Moi, je m’installe dans une posture durable, pas me mettre à ankyloser des postérieurs. Assis sur mes talons, tu vois ? Elle a ses mollets sur mes épaules et je les y maintiens pour pas qu’ils glissent. J’aurai besoin de mes mains un peu plus tard, mais rien ne presse. Une demi-heure de cette première phase, afin de ne pas bâcler. Ensuite je resserre mon propos, l’effectue de manière plus insistante, plus appuyée.
Alors, là, oh ! pardon : message reçu. Elle devient follingue, la miss ! C’est carrément la beuglante des savanes ! Des clameurs émises dans le dialecte de ses ancêtres d’Afrique et qui ont survécu à l’esclavage. T’as toujours un moment, chez l’homme, où l’hérédité ramène sa fraise, comme disait Henri III, reine de Pologne, puis de France et départements d’outre-mer.
Cette jouissance fortement exprimée en mangbetou me stimule les centres corrosifs. Le mangbetou est un magnifique dialecte qui fait songer un peu au bambara avec les sonorités du kwa, si tu vois ce que je veux dire ? Sauf que le « h » aspiré se prononce à l’envers, tu saisis ?
Nouvelle demi-heure pour la phase 2 ; c’est à partir de cet instant qu’il me faut récupérer ma main droite pour l’opération dite de la fourche Claudine (on prétend que c’est la grande Colette qui l’aurait inventée).
Cette fois, elle ne peut aller beaucoup plus loin, la Superbe. Alors c’est la pâmoison nègre avec youyous, agitation des mains, ce qui fait tintinnabuler ses bracelets d’argent riches en pendeloques, cambrement du dos, pédalage des jambes (j’en ai les oreilles chauffées au rouge). Un panard tout à fait exceptionnel. Après lequel elle se met à gésir sur le canapé, comme foudroyée par une décharge de ligne à haute tension.
J’en sais plusieurs milliers qui, à ma place, se diraient : « Et maintenant, à toi de jouer, Popaul ! » Ils enfourcheraient sans vergogne ni pitié cette exquise monture fourbue pour se dégager les voies respiratoires sud. La calceraient soudard, impétueusement et vitos afin de se mettre à jour au plus tôt, et puis retomberaient comme des cons sur la moquette, la zézette en compte-gouttes.
Mais la classe du Sana le retient d’animaler ainsi.
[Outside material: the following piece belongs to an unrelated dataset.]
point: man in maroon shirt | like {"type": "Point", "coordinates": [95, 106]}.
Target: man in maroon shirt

Au lieu de, il place la fabuleuse dans une position récamière, de repos. Lui baisote les tempes, ensuite les cabochons qu’elle a d’un brun foncé velouté. Pour finir, il pose sa joue sur le ventre plat de Nancy et, la queue toujours à l’équerre, éperdue de solitude insatisfaite, dodelinante et en cours de prélubrification, il glisse dans une somnolence proche de la volupté.
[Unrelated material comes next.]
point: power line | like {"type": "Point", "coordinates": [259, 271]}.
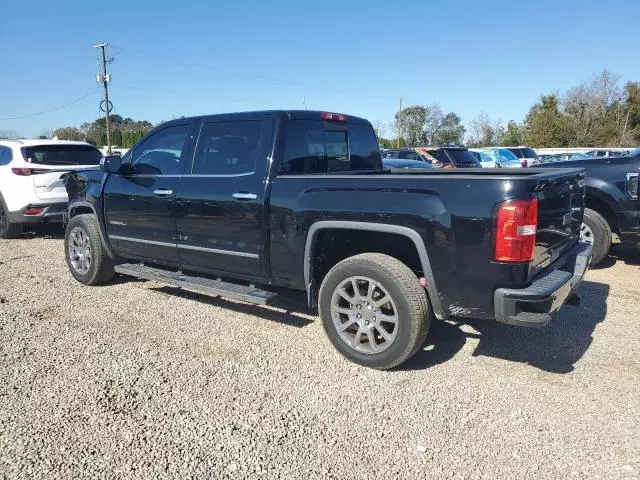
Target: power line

C’est doux, c’est tiède, c’est parfumé. J’aimerais écouter de la belle musique : le menuet de Boccherini ou l’ouverture de Fidelio de Beethoven, par exemple.
Moment ténu, impondérable, chuchotement du néant. Ma débande s’opère doucement, comme se ferme un volubilis à l’approche du soir.
Soufflés par l’aérateur, les voilages de la fenêtre produisent un imperceptible friselis.
Sublime !
7
LE SOULIER DE SAPIN[18]
Elle est partie tard dans la nuit. Je voulais la conserver avec moi, seulement elle tenait à rentrer, because la gamelle de son vieux papa.
Mais avant sa décarrade, on a fait trembler les montants de mon plumard, je te prie !
Il y a eu ce temps de récupération béni dont je t’ai fait un bref résumé dans l’excellent chapitre précédent. Qu’après quoi, j’ai renouvelé mes caresses expertes qui l’ont débusquée de sa léthargie, espère !
Cette fois, ce que je lui sers, c’est pas du réchauffé, c’est du Reichshoffen ! La Charge ! interprétée par la musique de la Garde républicaine sous la conduite du chef Radezobbinche. Passion, grandes orgues, amours ! Délices garanties.